C’est le grand sujet polémique de la relation France/Maghreb. La spectaculaire et brusque rareté des visas accordés par les consulats français agace prodigieusement. Les réseaux sociaux bruissent d’expériences inachevées de candidats à ce sésame, d’amertume exhibée à un point de frustration jamais atteint. Et parfois de colère propre à des attentes déçues.
La réaction est d’autant plus effervescente que le choc des visas atteint de plein fouet une élite habituée à alimenter une incessante mobilité entre les deux rives de la Méditerranée. Aujourd’hui freinée dans son élan par cette réduction drastique des visas, elle rumine sa déception et interpelle les pouvoirs en place. Avec l’espoir que le message puisse parvenir aux décideurs des deux rives.
Les visas, c’est le sujet cardinal sur lequel le futur gouvernement français et sa ministre des Affaires étrangères, la chiraquienne Catherine Colonna, sont très attendus. Quand cette décision d’imposer un régime sec aux demandeurs maghrébins de visas (50% de moins pour le Maroc et l’Algérie, 30% pour la Tunisie), c’était dans un contexte électoral très abrasif. L’extrême droite incarnée à l’époque par le volcanique Éric Zemmour et la très remontée Marine Le Pen imposait à Emmanuel Macron, en manque de postures solides sur les sujets régaliens et la sécurité, de prendre des décisions radicales. Ce fut la privation de visas pour des pays accusés de rechigner à reprendre leurs nationaux sans papiers ou fichés S.

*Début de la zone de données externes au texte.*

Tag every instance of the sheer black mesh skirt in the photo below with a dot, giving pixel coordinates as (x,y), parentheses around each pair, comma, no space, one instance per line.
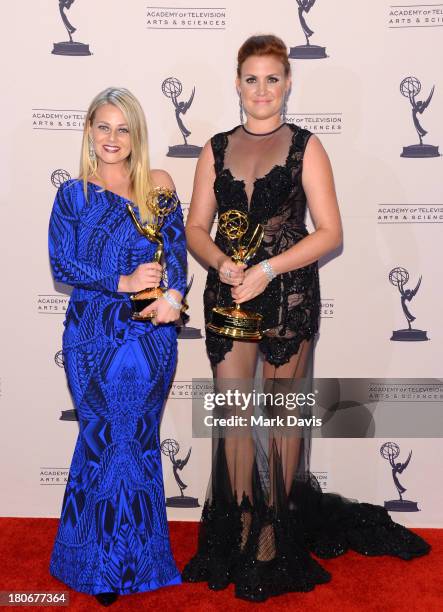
(265,513)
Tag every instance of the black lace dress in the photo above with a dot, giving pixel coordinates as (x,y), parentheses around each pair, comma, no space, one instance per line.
(265,512)
(290,304)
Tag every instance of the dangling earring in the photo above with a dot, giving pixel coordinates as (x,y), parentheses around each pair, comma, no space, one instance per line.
(284,108)
(241,109)
(92,155)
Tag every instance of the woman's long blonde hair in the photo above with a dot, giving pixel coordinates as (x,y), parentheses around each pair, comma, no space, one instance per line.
(138,160)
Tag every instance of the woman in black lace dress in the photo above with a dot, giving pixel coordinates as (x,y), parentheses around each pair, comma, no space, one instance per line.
(264,511)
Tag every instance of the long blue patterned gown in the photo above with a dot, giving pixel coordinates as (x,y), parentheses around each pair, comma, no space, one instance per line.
(113,533)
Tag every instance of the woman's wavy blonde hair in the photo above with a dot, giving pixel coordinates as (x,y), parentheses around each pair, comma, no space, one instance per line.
(138,160)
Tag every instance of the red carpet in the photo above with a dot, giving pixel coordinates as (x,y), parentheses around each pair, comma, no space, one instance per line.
(358,583)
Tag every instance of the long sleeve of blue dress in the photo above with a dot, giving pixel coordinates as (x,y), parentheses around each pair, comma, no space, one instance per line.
(66,264)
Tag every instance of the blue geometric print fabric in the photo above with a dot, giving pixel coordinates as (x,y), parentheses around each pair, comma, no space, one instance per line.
(113,532)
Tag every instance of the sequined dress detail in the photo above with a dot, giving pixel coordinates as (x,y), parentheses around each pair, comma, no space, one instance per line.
(290,304)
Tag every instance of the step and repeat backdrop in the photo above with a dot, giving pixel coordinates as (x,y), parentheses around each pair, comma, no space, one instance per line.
(366,80)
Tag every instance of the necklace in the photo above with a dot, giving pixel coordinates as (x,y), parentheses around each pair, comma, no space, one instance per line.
(263,133)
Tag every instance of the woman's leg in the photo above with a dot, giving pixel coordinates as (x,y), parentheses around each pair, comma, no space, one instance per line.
(236,372)
(285,443)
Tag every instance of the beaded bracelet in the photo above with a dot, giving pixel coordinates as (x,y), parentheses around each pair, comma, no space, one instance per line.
(172,301)
(268,269)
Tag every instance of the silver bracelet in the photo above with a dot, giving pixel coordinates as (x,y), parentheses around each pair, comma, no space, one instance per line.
(268,269)
(172,301)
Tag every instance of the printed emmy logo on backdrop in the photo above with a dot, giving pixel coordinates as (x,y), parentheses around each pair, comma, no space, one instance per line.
(327,306)
(186,332)
(66,415)
(415,16)
(399,277)
(306,51)
(410,87)
(54,303)
(390,451)
(172,88)
(69,47)
(170,448)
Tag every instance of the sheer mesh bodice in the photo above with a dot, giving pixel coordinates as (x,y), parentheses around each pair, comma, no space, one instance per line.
(261,175)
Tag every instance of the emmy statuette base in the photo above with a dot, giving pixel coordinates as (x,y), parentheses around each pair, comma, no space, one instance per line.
(184,151)
(415,151)
(235,323)
(308,52)
(182,501)
(401,505)
(409,335)
(142,299)
(71,48)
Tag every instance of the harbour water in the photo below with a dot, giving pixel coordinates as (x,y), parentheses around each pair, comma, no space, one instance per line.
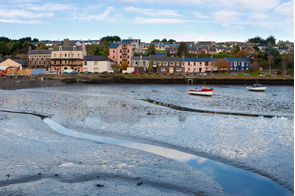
(248,142)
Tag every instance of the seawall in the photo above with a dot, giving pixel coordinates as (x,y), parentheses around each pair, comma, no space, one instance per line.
(64,79)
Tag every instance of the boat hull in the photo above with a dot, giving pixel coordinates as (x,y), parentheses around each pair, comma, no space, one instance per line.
(261,88)
(206,93)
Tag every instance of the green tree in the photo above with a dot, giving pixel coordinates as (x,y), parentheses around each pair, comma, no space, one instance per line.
(255,66)
(171,41)
(256,39)
(221,64)
(4,49)
(151,49)
(164,40)
(124,65)
(182,49)
(271,40)
(236,49)
(16,47)
(155,40)
(256,48)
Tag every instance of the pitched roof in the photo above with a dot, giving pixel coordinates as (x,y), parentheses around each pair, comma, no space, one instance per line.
(9,62)
(95,58)
(39,52)
(159,58)
(229,59)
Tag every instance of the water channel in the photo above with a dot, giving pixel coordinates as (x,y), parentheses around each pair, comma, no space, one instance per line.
(234,181)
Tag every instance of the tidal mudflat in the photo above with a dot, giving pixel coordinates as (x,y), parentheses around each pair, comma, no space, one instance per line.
(263,145)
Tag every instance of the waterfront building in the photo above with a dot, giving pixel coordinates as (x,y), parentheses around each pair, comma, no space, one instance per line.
(238,63)
(38,59)
(67,56)
(97,64)
(199,65)
(164,64)
(140,63)
(124,50)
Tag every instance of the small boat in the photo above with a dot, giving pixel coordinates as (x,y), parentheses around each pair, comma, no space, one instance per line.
(256,87)
(205,90)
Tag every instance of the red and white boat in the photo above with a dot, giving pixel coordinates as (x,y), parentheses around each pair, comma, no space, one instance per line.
(205,90)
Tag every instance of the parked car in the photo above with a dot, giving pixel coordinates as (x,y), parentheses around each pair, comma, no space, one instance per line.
(136,71)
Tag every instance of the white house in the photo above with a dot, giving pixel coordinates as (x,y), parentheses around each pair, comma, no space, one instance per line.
(97,64)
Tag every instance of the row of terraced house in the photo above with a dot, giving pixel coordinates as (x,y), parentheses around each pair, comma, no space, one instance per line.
(67,55)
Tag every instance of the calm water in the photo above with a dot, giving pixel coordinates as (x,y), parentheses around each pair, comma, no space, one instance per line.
(118,111)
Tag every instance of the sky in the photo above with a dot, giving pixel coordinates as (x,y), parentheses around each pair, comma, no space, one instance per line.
(181,20)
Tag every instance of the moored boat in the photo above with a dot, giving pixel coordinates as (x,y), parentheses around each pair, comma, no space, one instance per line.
(256,87)
(205,90)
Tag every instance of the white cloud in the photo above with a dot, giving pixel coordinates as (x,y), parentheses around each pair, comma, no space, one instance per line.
(21,21)
(199,15)
(105,16)
(164,1)
(287,10)
(140,20)
(257,5)
(226,16)
(152,12)
(14,13)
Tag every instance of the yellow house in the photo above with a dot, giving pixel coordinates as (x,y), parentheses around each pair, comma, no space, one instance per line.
(8,63)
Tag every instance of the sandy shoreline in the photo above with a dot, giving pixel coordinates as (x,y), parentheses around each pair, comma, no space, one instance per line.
(35,160)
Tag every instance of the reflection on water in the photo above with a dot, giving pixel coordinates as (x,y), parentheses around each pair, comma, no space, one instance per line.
(234,181)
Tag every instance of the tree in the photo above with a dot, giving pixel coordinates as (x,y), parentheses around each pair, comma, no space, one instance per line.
(256,48)
(151,49)
(155,40)
(255,66)
(256,39)
(182,49)
(171,41)
(221,64)
(124,65)
(115,66)
(271,40)
(164,40)
(4,49)
(236,49)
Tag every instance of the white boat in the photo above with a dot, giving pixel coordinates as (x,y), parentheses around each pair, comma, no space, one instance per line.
(205,90)
(256,87)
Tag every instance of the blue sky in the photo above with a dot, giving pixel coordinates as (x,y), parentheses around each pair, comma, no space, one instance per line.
(182,20)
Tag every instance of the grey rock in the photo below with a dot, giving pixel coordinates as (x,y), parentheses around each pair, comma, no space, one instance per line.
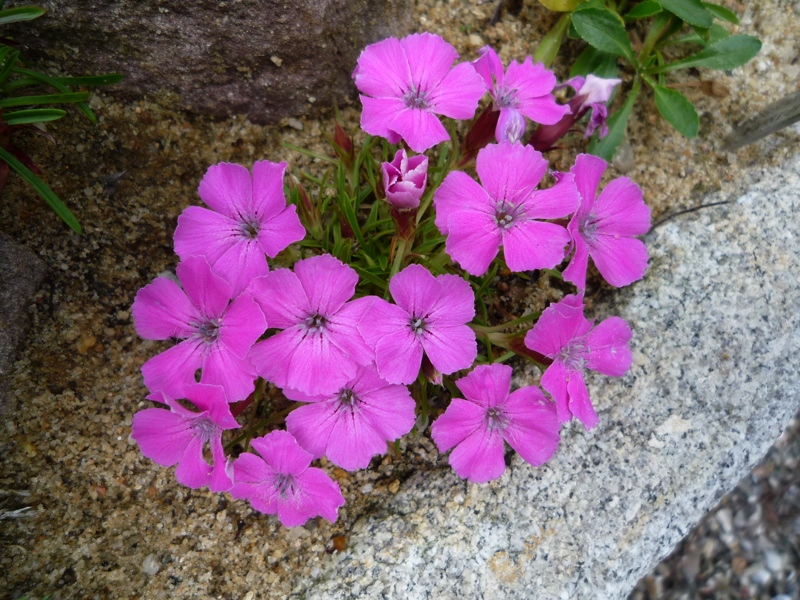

Cette démarche annoncée de manière inhabituelle par le porte-parole du gouvernement de l’époque Gabriel Attal dissimulait mal sa portée électoraliste à un moment clé où la gouvernance Macron traversait de sérieuses zones de turbulences.
Aujourd’hui, le maintien de cette stratégie française à l’égard du Maghreb n’a plus sa raison d’être sauf à rendre permanente une sanction prise sous un coup de sang électoral. Le cauchemar Zemmour a fait un grand « pshitt » pour reprendre l’expression rendue célèbre par Jacques Chirac. L’extrême droite de Marine Le Pen a été politiquement contenue même si les sondages lui promettent une entrée remarquée à l’Assemblée nationale à l’issue du second tour des législatives de ce dimanche. Le maintien de cette sanction française à l’égard du Maghreb n’ai plus sa raison d’être.
Car il s’agit en fait d’une arme à double tranchant. Elle punit ceux qui aiment la France ou la pratiquent pour des raisons de commerce, d’études, de tourisme ou simplement pour des raisons familiales. Son maintien sans autres explications qu’une vague crainte que les détenteurs de visas puissent tomber dans l’illégalité du séjour en France est de nature à distendre les liens humains et culturels puissants entre la France et ses voisins du Maghreb.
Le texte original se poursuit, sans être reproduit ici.